The way you jumbled the puzzles of Erza's memories, and the way you laced Jellal's condition was complex and superbly done! I was left swinging on a pendulum of right and wrong, reality and figments of imagination. The bond created between myself and the two lead characters left me trying to balance an equilibrium, and to stay afloat midway on the happiness scale was harder once the scale of helplessness and permanent damage started to sink further!

There were moments when I felt so suffocated, the only thing keeping me rooted to continue reading was the fact that I knew the genre is Romance/Drama and not Angst/Tragedy.
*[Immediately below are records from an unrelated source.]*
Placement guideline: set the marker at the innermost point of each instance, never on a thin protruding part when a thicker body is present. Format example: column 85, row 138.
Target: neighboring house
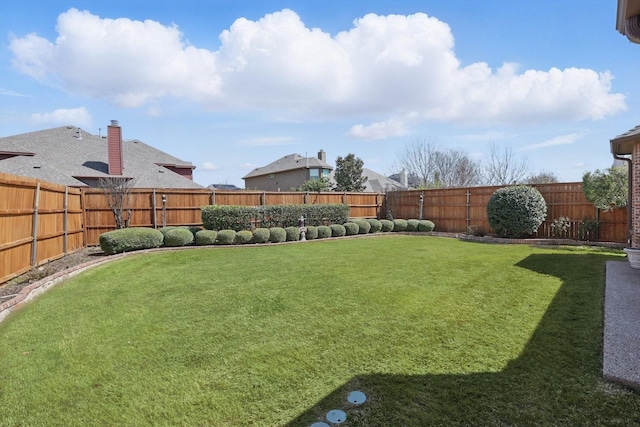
column 71, row 156
column 377, row 183
column 288, row 173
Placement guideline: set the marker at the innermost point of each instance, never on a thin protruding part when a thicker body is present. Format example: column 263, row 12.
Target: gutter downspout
column 630, row 196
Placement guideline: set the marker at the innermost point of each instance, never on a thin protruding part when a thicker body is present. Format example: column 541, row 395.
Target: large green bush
column 363, row 226
column 387, row 225
column 277, row 235
column 130, row 239
column 376, row 225
column 206, row 237
column 226, row 237
column 243, row 237
column 261, row 235
column 324, row 231
column 178, row 237
column 293, row 234
column 412, row 224
column 400, row 225
column 312, row 233
column 426, row 225
column 337, row 230
column 351, row 228
column 516, row 211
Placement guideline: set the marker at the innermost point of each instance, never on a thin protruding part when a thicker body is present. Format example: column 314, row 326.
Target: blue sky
column 234, row 85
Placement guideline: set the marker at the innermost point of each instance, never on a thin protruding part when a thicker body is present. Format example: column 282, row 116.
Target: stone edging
column 28, row 293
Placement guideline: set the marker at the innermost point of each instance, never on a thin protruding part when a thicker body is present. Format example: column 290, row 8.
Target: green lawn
column 433, row 330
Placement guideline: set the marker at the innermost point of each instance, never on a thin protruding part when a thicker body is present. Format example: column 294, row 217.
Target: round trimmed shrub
column 312, row 232
column 261, row 235
column 323, row 231
column 400, row 225
column 363, row 226
column 243, row 237
column 178, row 237
column 426, row 225
column 337, row 230
column 412, row 224
column 375, row 224
column 351, row 228
column 516, row 211
column 277, row 235
column 226, row 237
column 206, row 237
column 386, row 225
column 293, row 234
column 130, row 239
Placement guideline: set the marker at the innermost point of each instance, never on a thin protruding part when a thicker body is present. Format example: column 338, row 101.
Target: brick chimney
column 322, row 156
column 114, row 144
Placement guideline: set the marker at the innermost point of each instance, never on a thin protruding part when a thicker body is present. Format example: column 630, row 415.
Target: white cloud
column 380, row 130
column 208, row 166
column 75, row 116
column 558, row 140
column 391, row 66
column 267, row 141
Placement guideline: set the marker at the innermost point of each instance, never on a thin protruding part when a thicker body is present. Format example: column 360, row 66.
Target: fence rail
column 40, row 221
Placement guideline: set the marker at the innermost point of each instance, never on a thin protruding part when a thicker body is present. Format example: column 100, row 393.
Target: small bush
column 351, row 228
column 412, row 225
column 206, row 237
column 426, row 225
column 375, row 224
column 337, row 230
column 130, row 239
column 324, row 231
column 363, row 226
column 516, row 211
column 178, row 237
column 261, row 235
column 560, row 227
column 386, row 225
column 312, row 233
column 293, row 234
column 400, row 225
column 243, row 237
column 226, row 237
column 277, row 235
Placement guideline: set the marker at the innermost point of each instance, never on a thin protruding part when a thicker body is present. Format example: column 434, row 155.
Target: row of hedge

The hope of it getting better for Erza and Jellal was a strong pull and the mystery of the incident clotting Erza's mind was insistent on discovering! Part of me thought Mavis would hurt Erza or Jellal, and part of me was sad when Erza's condition deteriorated and wouldn't seem to get better. Part of me was drowning when Jellal lost his sanity and gave me the inclination that he too would not recover- he was the vice and pillar keeping Erza satiated and upright until then! Part of me was elevated when he became better and looked out for Erza when she could not look out for herself! Part of me was drowning again when she wouldn't get better, and when she wouldn't make the call after he left until she couldn't even if she wanted! That's the part when the chapter closed and I didn't realize there was an epilogue. What kept my heart from exploding was the last block of the story that put my racing heart to rest, and relaxed the ache in my head! The happy ending of the two stabilized, having found one another again, and rekindled the love was the bandaid of reassurance!
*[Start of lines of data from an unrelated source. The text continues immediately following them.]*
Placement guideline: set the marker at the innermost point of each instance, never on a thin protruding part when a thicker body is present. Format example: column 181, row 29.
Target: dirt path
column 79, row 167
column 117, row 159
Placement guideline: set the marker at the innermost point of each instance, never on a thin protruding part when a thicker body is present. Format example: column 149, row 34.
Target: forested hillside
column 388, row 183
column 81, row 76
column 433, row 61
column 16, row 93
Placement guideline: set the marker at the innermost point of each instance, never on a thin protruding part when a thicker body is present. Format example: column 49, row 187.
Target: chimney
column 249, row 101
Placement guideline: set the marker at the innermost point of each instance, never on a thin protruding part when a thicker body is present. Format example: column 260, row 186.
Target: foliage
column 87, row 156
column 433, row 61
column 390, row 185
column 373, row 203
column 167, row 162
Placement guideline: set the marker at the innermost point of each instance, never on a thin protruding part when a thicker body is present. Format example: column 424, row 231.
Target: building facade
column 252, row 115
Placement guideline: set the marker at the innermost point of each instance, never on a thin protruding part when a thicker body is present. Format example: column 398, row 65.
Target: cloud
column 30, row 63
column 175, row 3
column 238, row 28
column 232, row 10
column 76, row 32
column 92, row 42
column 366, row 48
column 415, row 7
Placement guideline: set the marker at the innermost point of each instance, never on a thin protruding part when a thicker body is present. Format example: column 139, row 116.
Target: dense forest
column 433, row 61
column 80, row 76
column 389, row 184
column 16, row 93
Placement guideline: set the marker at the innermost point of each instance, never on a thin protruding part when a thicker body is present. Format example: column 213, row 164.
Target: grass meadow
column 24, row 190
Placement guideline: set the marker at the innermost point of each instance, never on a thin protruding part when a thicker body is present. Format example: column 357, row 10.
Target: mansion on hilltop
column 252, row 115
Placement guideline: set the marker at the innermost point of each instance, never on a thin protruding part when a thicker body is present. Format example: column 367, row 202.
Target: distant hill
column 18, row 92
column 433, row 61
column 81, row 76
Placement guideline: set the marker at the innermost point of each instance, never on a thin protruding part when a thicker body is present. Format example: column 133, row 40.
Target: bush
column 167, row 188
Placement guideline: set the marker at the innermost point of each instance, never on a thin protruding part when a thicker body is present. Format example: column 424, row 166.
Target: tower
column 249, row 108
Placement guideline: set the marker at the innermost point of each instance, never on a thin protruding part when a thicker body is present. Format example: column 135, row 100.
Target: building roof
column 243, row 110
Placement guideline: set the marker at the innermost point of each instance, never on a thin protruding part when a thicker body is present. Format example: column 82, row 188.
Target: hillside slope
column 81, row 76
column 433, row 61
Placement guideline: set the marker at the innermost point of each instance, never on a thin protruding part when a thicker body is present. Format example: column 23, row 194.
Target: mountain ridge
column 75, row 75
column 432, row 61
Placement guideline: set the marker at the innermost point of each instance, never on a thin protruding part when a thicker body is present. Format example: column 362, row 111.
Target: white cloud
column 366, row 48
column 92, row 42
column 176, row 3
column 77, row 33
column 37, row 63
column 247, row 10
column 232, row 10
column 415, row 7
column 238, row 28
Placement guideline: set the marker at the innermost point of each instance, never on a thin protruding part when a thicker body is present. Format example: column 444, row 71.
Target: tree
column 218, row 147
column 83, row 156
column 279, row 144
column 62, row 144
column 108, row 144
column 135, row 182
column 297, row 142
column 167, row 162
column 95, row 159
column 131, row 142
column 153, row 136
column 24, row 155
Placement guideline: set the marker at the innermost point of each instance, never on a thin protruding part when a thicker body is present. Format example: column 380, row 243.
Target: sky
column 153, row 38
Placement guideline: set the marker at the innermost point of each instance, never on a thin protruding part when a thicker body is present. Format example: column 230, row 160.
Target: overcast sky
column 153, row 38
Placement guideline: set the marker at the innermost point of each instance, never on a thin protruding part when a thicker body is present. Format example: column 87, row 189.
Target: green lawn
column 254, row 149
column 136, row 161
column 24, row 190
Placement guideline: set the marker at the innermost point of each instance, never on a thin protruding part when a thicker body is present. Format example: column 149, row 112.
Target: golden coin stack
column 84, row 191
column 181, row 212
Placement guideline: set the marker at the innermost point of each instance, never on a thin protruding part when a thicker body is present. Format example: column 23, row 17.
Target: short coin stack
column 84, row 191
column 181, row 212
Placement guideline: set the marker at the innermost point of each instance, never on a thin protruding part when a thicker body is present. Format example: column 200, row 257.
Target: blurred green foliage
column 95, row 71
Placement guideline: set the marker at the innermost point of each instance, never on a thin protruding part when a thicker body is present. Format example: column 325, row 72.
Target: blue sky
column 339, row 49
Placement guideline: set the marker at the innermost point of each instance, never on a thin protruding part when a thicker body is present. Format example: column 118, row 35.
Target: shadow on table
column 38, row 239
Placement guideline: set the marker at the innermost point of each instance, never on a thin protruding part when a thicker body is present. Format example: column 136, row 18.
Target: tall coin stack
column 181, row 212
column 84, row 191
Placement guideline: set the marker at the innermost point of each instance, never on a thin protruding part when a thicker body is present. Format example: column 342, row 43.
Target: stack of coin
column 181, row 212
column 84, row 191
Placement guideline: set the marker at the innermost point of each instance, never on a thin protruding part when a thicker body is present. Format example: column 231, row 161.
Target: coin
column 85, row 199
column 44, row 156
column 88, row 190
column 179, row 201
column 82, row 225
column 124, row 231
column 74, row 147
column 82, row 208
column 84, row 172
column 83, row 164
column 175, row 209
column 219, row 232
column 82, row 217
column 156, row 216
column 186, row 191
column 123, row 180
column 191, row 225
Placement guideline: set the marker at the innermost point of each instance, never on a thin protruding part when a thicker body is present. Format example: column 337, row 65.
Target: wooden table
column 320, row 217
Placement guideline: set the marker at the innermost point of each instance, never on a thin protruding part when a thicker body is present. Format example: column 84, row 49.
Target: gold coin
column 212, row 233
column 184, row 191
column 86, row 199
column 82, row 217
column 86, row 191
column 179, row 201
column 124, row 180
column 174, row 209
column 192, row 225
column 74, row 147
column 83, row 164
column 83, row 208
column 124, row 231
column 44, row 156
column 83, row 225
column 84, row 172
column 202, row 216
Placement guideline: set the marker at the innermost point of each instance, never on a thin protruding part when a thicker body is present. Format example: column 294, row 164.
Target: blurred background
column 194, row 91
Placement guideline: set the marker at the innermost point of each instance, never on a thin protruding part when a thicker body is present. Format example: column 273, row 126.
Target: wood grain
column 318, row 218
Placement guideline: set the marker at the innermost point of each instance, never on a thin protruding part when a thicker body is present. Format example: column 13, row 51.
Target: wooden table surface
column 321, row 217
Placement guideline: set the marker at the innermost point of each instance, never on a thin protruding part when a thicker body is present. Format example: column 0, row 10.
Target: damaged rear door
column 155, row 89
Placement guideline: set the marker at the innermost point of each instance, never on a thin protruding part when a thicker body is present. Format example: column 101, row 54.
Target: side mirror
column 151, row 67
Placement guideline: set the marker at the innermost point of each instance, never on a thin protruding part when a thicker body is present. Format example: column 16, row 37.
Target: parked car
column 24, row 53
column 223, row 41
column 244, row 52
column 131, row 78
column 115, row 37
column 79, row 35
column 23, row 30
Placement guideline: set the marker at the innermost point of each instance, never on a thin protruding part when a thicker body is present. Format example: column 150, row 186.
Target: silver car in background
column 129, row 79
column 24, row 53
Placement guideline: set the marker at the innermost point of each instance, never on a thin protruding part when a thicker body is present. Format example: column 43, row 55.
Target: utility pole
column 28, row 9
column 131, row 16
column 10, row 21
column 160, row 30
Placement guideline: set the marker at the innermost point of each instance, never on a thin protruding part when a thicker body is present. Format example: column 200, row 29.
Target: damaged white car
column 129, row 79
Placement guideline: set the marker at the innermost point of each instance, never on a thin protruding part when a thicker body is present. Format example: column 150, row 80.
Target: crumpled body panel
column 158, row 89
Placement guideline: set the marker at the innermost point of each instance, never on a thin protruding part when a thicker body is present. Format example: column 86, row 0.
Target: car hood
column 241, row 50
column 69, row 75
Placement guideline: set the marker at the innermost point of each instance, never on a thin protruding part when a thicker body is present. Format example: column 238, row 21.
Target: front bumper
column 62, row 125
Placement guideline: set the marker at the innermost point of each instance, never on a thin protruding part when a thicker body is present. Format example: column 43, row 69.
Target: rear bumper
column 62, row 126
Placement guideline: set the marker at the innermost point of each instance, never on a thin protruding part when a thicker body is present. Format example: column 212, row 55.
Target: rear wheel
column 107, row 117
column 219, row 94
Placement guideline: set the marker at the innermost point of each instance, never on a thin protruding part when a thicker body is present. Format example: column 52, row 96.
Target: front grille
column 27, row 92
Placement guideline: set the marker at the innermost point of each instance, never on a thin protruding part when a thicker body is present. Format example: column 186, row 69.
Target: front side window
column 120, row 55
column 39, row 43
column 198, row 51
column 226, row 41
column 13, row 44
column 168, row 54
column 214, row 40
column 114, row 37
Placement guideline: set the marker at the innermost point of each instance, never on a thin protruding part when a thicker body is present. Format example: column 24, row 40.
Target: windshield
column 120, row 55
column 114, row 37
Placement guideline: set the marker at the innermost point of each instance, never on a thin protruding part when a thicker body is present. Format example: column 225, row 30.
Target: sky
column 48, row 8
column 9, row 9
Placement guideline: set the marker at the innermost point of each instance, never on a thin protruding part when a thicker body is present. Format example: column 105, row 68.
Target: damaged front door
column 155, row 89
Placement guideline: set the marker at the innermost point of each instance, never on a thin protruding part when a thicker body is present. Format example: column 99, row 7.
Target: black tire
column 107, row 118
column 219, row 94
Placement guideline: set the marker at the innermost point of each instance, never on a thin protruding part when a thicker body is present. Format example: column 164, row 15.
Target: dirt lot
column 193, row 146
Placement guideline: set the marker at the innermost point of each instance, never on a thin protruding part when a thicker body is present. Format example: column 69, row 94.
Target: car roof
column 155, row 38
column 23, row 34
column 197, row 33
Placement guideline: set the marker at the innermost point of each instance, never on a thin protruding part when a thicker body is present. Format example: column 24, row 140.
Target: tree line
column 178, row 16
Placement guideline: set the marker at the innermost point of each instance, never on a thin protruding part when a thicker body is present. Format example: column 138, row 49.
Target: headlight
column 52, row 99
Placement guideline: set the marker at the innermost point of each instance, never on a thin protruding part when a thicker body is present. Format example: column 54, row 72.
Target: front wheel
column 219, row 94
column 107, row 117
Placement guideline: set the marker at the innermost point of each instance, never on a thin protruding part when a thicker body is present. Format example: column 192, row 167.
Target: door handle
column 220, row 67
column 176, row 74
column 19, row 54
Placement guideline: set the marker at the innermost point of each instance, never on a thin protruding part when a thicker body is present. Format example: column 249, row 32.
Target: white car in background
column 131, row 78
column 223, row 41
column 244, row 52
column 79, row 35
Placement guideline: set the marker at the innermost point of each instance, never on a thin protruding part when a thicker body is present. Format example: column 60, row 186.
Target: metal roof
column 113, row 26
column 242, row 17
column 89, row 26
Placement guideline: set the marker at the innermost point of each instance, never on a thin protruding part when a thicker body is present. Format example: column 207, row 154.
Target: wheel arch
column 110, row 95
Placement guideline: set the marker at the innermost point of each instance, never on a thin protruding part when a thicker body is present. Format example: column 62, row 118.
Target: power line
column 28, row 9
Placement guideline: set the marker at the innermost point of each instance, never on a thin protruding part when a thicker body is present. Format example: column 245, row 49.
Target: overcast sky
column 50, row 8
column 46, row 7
So much more to say, but I'm all over the place right now, and I don't quite know how to structure my sentences at the moment! I'm into the sweet stuff, but sometimes what you really want is something bittersweet, and I didn't realize I wanted that until now! I'm beyond content!

-Amna.
urdreamgal chapter 1 . 6/11/2018
hey! i enjoy your jerza fanfics! keep em up! we need some good stories for them
Sabastu chapter 8 . 4/13/2018
((One of the first lessons Erza had learned was that she needed help)) This is so true, so important and so difficult.

I'm really proud of Erza's effort and the efforts Eileen and Kagura does for her.
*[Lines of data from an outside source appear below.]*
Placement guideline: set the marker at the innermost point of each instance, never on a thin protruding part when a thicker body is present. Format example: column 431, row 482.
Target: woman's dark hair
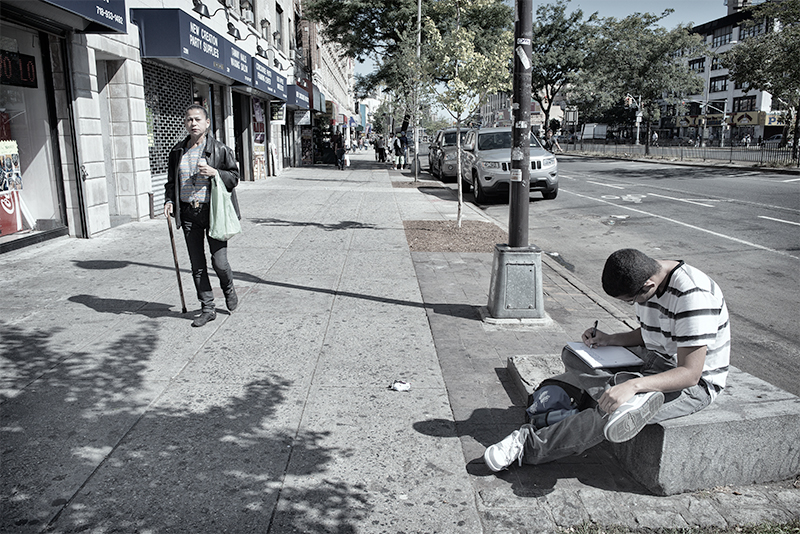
column 196, row 106
column 626, row 271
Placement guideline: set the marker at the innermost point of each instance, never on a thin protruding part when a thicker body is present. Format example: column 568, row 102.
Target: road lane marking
column 778, row 220
column 681, row 223
column 681, row 200
column 606, row 185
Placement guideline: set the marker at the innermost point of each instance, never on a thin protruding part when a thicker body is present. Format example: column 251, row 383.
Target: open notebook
column 605, row 356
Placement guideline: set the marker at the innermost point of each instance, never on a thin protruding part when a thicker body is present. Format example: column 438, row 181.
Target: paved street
column 117, row 416
column 738, row 225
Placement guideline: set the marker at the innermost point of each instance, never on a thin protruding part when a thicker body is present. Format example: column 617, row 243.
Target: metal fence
column 755, row 155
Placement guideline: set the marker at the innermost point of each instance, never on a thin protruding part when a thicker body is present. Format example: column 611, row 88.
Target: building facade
column 725, row 112
column 92, row 97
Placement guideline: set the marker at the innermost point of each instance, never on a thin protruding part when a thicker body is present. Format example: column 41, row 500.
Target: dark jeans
column 195, row 224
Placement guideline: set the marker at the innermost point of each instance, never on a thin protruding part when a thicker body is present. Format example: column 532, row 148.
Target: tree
column 466, row 65
column 634, row 57
column 559, row 50
column 768, row 62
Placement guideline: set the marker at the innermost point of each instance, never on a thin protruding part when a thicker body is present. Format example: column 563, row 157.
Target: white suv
column 487, row 164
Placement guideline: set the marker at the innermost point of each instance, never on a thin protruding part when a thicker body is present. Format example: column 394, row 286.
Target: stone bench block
column 749, row 435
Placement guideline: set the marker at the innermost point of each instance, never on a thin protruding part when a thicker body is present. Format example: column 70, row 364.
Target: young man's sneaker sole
column 203, row 319
column 631, row 417
column 501, row 455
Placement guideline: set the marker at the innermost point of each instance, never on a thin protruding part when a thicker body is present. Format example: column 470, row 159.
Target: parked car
column 775, row 141
column 487, row 165
column 442, row 154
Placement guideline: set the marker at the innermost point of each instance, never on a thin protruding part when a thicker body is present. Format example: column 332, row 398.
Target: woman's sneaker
column 631, row 417
column 501, row 455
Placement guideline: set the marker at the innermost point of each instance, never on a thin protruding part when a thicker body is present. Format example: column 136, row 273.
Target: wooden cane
column 177, row 269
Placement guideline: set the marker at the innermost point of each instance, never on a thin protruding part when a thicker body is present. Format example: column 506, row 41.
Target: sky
column 686, row 11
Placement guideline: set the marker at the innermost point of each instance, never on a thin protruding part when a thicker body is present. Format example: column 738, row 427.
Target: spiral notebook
column 605, row 356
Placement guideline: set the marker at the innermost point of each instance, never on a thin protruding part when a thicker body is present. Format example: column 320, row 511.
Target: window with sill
column 722, row 36
column 718, row 84
column 698, row 65
column 745, row 103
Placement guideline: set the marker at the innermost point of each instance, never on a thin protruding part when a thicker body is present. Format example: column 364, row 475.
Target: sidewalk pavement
column 117, row 416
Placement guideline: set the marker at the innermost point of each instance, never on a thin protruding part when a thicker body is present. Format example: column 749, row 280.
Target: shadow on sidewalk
column 91, row 445
column 343, row 225
column 100, row 304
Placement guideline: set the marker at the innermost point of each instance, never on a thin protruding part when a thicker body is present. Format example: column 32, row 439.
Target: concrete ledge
column 749, row 435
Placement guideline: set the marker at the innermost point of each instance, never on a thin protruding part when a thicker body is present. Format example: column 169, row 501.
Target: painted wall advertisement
column 10, row 186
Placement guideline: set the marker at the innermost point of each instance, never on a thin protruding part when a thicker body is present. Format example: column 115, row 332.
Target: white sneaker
column 501, row 455
column 629, row 419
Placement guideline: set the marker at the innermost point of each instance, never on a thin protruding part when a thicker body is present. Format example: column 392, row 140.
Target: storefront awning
column 268, row 81
column 86, row 16
column 297, row 97
column 319, row 100
column 176, row 38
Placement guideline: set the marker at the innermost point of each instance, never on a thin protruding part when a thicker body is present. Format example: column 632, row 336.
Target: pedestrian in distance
column 683, row 341
column 404, row 147
column 551, row 143
column 193, row 163
column 397, row 147
column 339, row 150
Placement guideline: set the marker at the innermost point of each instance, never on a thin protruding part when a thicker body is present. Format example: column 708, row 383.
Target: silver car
column 487, row 165
column 442, row 154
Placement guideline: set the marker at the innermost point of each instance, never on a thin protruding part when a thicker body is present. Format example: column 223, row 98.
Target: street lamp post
column 416, row 94
column 516, row 287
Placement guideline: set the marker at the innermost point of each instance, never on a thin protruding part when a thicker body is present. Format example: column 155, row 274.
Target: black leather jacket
column 218, row 156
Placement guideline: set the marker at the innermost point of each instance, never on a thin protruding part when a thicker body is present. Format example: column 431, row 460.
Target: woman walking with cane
column 193, row 164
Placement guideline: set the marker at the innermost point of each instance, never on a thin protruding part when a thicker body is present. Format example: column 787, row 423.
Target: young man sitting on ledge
column 683, row 341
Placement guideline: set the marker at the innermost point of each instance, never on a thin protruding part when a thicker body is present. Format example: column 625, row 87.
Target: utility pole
column 416, row 93
column 521, row 131
column 516, row 287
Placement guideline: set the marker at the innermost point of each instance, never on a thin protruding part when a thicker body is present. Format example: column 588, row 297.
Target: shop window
column 718, row 84
column 31, row 191
column 722, row 36
column 167, row 94
column 246, row 9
OMG! Jellal is there... my heart skip a beat... I have to get up and look for some snacks cause the emotion is killing me... OMG! QwQ *happy tears*

((She almost sighed when his fingers found their home in her hair.)) YOU ARE REALLY STRONG ERZA BECAUSE I FUCKING DID! I NEED THOSE COOKIES CAUSE AM DYING HERE! DDDDDDD':

They were fighting their own demons in separate ways but they wanted to meet again. QwQ This fics is so good... they do not apologies or explanations, they know their reasons. They understand it completely!

((And she wanted him to stay.)) QwQ This...

I'm crying right now... my heart is the heart of a chicken... WONDERFUL! WONDERFUL FIC!

YOUR A WONDERFUL WRITER!

Thanks for writing! Even if you made eat all the snacks of the weekend (?)